4) My palate cleanser after all this serious stuff is Taj McCoy's spicy romance The Dating Prohibition. Kendra returns home to her family after years away studying with chefs in hopes of opening up a speakeasy supper club. She has returned to help her brother as he opens up his own restaurant, and is attracted to his best friend BJ, someone she has known all her life. BJ wants to help her realize her dream of opening her speakeasy and although he is attracted to Kendra, he tells her she is off-limits because she is his best friend's little sister. But is she off-limits though? If you liked The Bear as much as I do, you'll love this one. There's something for foodies, people who like family stories, and of course spice. 

  I hope you have a great back-to-school week, until next time.



The Dating Prohibition by Taj McCoy

The Dating Prohibition by Taj McCoy
Published by MIRA ISBN 9780778368588
Trade paperback, $18.99, 320 pages
From the publisher:

In this spicy new rom-com, an ambitious entrepreneur working to get her speakeasy supper club off the ground is pushed off balance when her childhood crush turns up, hotter than ever––then tells her she's off-limits.


Now that Kendra’s returned home, she can’t help feeling like a kid again—back in her big brother’s shadow, trying to get her restaurant off the ground while his new venture is flying high right out the gate. It doesn’t help that everyone refuses to stop calling her Keke, the childhood nickname she loathes.

The only bright spot is her longtime crush BJ. He’s been her big brother’s best friend for most of her life, and he’s always been that cool, chill guy who was easy to talk to and made her laugh. Now he’s looking at her like she’s all grown up, and there’s nothing childish about the chemistry brewing between them.
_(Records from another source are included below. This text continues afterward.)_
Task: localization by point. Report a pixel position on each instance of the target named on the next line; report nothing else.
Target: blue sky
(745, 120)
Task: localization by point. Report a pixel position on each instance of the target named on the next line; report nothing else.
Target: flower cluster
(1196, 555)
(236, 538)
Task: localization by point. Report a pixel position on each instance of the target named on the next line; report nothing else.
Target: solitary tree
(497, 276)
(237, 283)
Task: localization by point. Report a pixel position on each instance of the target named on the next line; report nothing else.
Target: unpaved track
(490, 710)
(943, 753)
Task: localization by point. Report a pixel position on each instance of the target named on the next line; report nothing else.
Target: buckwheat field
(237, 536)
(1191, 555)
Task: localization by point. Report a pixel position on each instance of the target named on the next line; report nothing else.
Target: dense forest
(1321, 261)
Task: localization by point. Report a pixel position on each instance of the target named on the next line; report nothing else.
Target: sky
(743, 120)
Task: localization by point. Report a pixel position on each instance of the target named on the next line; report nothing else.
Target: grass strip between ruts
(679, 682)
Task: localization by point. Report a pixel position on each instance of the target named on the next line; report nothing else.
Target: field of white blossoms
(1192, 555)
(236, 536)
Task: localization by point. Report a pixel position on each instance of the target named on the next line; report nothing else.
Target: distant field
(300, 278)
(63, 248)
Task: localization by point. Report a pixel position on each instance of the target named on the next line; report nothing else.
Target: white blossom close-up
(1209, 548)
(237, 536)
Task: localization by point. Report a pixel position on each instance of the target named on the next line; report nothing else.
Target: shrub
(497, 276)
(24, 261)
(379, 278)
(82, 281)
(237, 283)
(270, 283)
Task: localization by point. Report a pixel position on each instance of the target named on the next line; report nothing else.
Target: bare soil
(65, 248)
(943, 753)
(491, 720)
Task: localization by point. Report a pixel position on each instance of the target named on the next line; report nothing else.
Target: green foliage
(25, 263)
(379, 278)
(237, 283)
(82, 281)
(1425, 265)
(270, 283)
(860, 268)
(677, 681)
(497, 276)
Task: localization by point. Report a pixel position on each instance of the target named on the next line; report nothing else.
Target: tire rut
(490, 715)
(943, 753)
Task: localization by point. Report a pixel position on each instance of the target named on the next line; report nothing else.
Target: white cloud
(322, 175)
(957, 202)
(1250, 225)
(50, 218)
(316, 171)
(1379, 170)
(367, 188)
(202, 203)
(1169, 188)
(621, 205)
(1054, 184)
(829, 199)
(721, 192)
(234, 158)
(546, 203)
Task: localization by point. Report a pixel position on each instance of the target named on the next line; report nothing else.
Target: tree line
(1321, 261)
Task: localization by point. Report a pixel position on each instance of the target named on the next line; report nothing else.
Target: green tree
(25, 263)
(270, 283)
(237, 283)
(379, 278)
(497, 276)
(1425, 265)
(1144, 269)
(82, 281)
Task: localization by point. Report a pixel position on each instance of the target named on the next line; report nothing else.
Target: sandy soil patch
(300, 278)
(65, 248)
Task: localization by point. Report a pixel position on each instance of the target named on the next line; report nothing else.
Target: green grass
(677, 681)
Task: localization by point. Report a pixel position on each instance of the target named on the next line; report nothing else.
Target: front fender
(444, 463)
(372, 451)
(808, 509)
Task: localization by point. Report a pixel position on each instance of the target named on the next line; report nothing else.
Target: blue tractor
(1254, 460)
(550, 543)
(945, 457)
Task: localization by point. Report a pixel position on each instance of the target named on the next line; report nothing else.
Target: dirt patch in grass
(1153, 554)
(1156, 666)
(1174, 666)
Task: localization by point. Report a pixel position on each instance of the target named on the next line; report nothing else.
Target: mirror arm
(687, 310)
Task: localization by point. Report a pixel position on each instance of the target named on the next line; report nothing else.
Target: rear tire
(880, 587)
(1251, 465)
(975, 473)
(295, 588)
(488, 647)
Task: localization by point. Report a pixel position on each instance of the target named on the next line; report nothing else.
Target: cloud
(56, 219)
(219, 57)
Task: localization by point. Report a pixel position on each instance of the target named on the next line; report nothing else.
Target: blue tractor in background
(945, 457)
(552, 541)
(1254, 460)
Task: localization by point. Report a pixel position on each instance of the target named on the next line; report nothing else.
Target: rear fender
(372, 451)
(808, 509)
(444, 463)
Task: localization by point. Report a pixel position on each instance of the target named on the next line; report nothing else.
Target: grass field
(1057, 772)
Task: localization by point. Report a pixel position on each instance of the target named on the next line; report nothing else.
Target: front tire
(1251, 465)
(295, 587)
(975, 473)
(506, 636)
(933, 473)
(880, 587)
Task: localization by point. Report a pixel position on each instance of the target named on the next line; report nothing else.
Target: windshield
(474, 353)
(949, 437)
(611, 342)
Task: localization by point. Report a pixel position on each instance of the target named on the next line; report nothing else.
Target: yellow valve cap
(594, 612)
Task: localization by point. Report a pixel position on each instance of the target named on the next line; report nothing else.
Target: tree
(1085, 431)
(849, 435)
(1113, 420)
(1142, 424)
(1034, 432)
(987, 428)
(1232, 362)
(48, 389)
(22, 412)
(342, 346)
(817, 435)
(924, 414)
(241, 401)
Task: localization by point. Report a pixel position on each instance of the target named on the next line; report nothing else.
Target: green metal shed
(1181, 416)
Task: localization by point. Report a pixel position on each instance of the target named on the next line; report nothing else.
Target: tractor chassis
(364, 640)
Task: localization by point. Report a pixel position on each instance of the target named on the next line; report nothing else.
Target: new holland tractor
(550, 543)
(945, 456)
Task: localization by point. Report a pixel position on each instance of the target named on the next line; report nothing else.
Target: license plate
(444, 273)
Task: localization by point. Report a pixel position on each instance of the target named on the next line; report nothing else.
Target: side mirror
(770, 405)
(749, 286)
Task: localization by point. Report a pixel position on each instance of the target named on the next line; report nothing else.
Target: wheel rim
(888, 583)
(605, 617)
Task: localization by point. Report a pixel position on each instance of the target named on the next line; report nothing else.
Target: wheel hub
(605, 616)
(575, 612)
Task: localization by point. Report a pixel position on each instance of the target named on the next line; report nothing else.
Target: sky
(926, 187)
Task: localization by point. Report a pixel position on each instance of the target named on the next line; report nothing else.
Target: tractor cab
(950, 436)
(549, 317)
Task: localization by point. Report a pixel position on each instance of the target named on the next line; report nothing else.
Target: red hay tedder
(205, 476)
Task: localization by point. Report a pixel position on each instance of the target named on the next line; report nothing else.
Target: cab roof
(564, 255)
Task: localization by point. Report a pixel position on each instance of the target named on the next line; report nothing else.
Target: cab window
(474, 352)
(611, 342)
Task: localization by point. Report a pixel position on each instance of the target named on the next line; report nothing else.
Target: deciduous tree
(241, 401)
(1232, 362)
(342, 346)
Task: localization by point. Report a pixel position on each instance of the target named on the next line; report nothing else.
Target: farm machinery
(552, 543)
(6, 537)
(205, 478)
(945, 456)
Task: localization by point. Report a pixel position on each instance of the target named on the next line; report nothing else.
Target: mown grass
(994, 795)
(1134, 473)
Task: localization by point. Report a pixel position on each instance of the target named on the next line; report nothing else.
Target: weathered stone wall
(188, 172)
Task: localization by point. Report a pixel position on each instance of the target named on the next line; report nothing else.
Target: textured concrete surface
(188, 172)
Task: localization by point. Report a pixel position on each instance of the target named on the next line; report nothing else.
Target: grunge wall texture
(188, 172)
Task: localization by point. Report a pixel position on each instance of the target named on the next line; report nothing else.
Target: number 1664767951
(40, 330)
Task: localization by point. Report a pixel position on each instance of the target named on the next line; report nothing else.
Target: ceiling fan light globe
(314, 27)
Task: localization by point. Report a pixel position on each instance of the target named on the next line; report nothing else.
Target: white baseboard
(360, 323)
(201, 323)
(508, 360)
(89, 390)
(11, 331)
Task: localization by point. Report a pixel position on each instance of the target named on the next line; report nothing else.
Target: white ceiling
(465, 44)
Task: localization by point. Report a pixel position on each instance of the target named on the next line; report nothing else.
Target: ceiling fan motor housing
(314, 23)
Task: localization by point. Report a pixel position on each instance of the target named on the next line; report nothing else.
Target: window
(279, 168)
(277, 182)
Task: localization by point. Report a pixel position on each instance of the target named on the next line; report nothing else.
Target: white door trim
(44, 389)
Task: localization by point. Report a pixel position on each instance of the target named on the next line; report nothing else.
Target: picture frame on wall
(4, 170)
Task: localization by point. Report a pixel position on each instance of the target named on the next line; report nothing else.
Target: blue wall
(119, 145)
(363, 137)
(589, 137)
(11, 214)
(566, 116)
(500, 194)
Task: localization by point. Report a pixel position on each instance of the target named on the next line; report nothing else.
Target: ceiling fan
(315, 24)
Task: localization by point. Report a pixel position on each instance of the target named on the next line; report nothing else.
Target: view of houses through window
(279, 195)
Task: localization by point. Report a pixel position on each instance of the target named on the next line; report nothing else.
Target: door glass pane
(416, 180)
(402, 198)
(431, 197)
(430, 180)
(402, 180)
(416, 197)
Even better, he takes her dreams seriously, and he’s ready to help her make her supper club a reality.

But then BJ extinguishes the sparks flying between them, insisting nothing romantic can ever happen because she’s “off limits.” As her investors fall through and her best chance at fulfilling her professional dreams points toward leaving home again for a fresh start, will BJ be ready for love before Kendra moves on? Or will he sweep her off her feet when she least expects it?

My thoughts:

I truly enjoy a novel where the main character is a driven person trying to make their dream come true. Kendra left her job in tech to travel the world and learn from chefs and cooks with the dream of opening up her own speakeasy supper club in Washington, D.C., following in the footsteps of her brother Logan who just opened up his own restaurant there with his wife.

I loved immersing myself in their foodie world, as Kendra and her family and friends pulled together to make Logan's restaurant a success. Reading about all the work that goes into the preparation- ordering supplies, creating the atmosphere, testing recipes- I found it all fascinating.

Watching Kendra work to make her own dream come true, and seeing how even though she faced so many obstacles she wouldn't give up, was inspiring. The relationships among the characters, especially Kendra and her cousin Lani and Kendra and her Auntie Mack, were wonderful and joyful. 

The story has a lot of spicy scenes between Kendra and her brothers best friend BJ, and I did find myself at times feeling like BJ was not being straightforward with Kendra- saying one thing (we can't be together) and doing another (see spicy scenes above). 

I adored the last part of the book watching Kendra's dreams come true. If you are a fan of TV's The Bear, you will love The Dating Prohibition as much as I did. 

This is the second book I've read by Taj McCoy (Zora Books Her Own Happily Ever After- my review here) and I look forward to many more from her.

Thanks to Harlequin Books for putting me on their Fall 2025 Blog Tours.